O rabino Finkel parou por um momento e ficamos todos num silêncio apreensivo. Então ele disse: “Senhores, foi neste momento de definição que aprendemos o poder do espírito humano, porque empurramos o cobertor para outros cinco. Essa é a lição do Holocausto!”

Com isso, ele se levantou e disse: “Peguem seu cobertor. Levem-no de volta para a América - e empurrem-no para outras cinco pessoas!”

Há uma continuação desta história. Aparentemente, o Sr. Schultz depois voltou a Israel e visitou novamente o rabino Natan Tsvi. Desta vez, na presença do rabino, ele retirou um cheque em branco, assinou-o e disse ao rabino Finkel para preenchê-lo com a soma que ele quisesse, para ser usado como ele desejasse. O rabino perguntou-lhe: “Posso preencher esse cheque para o que eu quiser mesmo?”. De forma categórica, o Sr. Schultz respondeu afirmativamente: “Lógico! Vá em frente Rabino!”. Com grande dificuldade, devido à sua frágil condição física, o rabino Natan Tsvi pegou sua caneta e anotou o valor de mil e quatrocentos dólares no cheque. Então ele entregou o cheque a Howard Schultz e disse-lhe para levá-lo ao outro lado da rua e entregá-lo a um escriba - um “sofer” - em uma loja de artigos judaicos: “Use o cheque para comprar um par de tefilin e prometa colocá-lo todos os dias!”

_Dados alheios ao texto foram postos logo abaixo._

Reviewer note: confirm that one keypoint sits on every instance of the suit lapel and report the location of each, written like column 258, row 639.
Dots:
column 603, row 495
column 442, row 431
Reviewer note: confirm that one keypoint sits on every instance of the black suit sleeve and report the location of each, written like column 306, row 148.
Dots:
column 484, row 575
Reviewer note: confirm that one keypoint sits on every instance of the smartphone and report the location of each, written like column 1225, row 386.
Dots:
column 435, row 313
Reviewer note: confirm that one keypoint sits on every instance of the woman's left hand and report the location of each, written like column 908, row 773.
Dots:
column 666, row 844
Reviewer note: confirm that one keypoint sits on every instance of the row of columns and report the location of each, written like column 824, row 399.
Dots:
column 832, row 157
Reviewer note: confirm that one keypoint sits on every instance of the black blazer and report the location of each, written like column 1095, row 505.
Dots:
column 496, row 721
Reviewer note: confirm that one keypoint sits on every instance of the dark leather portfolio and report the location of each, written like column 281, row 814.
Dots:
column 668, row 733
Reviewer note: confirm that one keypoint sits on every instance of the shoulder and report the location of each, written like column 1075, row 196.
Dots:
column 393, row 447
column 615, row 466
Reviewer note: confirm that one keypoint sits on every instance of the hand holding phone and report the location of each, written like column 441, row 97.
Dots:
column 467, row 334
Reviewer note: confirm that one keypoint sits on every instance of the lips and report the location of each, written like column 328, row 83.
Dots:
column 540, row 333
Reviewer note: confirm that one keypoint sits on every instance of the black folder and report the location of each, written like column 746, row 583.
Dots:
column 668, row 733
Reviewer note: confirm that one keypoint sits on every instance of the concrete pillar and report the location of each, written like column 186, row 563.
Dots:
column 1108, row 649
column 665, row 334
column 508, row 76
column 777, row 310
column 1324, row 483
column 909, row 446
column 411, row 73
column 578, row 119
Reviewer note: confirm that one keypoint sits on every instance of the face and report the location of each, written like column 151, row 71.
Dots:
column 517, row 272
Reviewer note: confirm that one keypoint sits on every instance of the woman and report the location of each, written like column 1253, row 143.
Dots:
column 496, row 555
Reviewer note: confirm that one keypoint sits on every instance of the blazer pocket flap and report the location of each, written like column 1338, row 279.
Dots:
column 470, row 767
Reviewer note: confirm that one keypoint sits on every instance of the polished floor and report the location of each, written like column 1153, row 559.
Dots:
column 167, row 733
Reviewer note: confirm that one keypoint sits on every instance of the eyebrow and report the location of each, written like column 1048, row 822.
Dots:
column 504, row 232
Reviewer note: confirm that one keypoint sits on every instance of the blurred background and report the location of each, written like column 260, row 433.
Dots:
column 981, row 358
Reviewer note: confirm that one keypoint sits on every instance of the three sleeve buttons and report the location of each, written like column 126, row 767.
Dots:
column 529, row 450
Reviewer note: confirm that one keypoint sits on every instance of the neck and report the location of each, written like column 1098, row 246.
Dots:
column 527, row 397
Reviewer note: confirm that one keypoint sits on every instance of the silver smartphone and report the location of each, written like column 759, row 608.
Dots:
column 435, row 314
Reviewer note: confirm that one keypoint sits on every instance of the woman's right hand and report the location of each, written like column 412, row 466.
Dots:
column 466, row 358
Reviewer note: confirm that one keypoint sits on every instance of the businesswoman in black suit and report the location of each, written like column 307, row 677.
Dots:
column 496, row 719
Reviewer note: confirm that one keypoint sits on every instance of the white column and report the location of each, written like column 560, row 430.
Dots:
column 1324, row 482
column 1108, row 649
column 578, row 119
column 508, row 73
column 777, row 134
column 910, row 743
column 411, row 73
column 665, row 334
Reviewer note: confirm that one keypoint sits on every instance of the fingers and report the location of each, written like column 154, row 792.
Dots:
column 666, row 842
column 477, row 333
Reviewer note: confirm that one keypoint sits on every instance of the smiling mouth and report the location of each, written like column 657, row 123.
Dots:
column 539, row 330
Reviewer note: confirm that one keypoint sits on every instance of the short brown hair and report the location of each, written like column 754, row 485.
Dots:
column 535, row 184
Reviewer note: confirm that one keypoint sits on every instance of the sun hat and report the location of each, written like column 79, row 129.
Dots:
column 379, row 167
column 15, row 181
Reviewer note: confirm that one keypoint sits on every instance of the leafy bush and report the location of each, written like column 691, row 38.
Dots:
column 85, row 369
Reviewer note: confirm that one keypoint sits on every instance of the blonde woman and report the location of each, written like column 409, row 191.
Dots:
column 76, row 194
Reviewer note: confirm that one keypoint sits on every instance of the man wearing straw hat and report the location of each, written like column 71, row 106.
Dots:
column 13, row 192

Sua yeshivá possuía dívidas de milhões de dólares, e o rabino esforçava-se muito para levantar dinheiro para manter a instituição. Mas, naquele momento, ele pensou primeiramente em seu companheiro judeu - como poderia beneficiá-lo da melhor forma.

Vejam a diferença do pensamento de um grande sábio. Se nós estivéssemos lá, pensaríamos qual o máximo que poderíamos tirar daquele milionário. Mas um gigante pensa diferente:

“O que posso dar para este sujeito?”.